- Sire: Salieri
- Dam: Lady Upstage
- Sex: Gelding
- Foaled: 14 September 1986
- Colour: Chestnut
- Trainer: Bart Cummings
- Record: 28: 13-5-3

Major wins
- Group One George Main Stakes (1990) Honda Stakes (1990) Lightning Stakes (1991) Newmarket Handicap (1991) All-Aged Stakes (1990) Caulfield Stakes (1991)

Honors
- Group 3 Shaftsbury Avenue Handicap (registered)

= Shaftesbury Avenue (horse) =

Australian-bred Thoroughbred racehorse

Shaftesbury Avenue (foaled 14 September 1986) was a versatile Australian racehorse who won Group One races from 1,000 to 2,000 metres, and was placed in the Japan Cup over 2,400 metres. He was a regular rival of Super Impose, and the head-to-head scoreline read four apiece in their eight clashes: Super Impose won the big handicaps, while Shaftesbury Avenue normally prevailed at weight-for-age.
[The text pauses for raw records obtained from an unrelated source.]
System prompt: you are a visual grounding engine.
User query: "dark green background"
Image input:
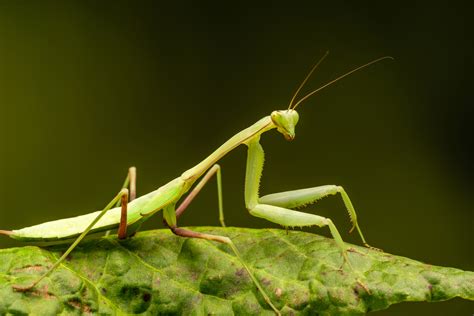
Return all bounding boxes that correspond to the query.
[0,1,474,315]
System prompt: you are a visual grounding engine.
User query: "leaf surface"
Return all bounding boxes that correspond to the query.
[0,227,474,315]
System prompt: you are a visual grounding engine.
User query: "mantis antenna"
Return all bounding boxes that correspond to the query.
[289,53,393,110]
[288,51,329,110]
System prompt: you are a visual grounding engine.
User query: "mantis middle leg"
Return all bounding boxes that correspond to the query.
[245,139,376,261]
[176,164,225,227]
[163,164,280,315]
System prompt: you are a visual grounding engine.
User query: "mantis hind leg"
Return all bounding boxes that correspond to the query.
[13,189,128,292]
[258,185,377,249]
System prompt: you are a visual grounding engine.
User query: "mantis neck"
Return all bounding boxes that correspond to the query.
[181,116,275,182]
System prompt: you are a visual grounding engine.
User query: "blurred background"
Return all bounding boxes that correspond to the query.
[0,1,474,315]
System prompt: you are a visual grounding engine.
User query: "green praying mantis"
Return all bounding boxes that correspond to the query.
[0,52,391,314]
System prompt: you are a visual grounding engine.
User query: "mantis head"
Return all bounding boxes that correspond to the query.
[271,109,300,140]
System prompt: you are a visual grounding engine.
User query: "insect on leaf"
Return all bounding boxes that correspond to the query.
[0,227,474,315]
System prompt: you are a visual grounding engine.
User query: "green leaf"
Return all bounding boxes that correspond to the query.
[0,227,474,315]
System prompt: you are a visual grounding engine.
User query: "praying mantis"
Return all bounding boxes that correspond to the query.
[0,52,392,314]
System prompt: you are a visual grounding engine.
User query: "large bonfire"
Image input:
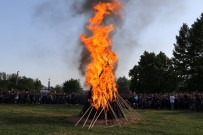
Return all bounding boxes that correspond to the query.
[76,0,143,128]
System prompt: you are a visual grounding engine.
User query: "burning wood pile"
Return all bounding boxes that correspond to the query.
[76,0,142,128]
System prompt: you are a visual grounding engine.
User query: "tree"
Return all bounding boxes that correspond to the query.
[0,72,42,90]
[63,78,82,93]
[187,13,203,91]
[173,13,203,91]
[116,76,130,94]
[172,23,191,87]
[129,51,176,93]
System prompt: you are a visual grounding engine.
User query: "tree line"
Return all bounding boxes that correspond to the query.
[0,72,43,90]
[0,13,203,93]
[129,13,203,93]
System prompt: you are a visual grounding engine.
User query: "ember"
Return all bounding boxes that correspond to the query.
[76,0,143,128]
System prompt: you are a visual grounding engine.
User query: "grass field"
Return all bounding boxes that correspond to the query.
[0,104,203,135]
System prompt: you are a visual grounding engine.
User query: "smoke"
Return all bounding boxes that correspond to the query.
[35,0,184,78]
[76,0,129,75]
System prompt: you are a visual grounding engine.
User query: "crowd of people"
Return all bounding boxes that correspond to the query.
[125,92,203,111]
[0,89,203,111]
[0,89,86,105]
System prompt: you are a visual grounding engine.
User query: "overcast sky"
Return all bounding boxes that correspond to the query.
[0,0,203,86]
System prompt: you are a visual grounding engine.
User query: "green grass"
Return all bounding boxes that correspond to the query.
[0,104,203,135]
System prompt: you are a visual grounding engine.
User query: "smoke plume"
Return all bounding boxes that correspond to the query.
[35,0,184,78]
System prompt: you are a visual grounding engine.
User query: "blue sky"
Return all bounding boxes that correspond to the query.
[0,0,203,86]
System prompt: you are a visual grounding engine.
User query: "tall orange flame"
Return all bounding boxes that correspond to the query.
[80,0,122,109]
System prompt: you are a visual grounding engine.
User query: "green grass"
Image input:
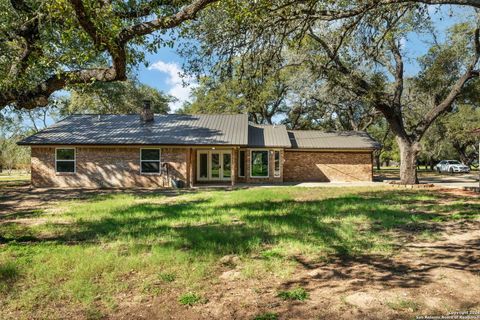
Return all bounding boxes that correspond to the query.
[277,288,310,301]
[0,187,480,319]
[0,171,30,188]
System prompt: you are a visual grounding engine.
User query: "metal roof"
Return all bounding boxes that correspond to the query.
[248,123,292,148]
[19,114,248,145]
[18,114,380,150]
[288,130,380,150]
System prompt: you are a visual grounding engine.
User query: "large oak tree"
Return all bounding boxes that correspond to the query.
[182,0,480,184]
[0,0,216,109]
Trained by Bart Cummings, the big chestnut gelding won Group One races at Randwick (twice), Flemington (three times), and Caulfield, but failed to handle Moonee Valley in his three starts at the track, and was 12th in the Cox Plate in 1991. Shaftesbury Avenue won 13 of his 28 starts and broke down at Royal Randwick, in 1994, while being prepared for a return to racing.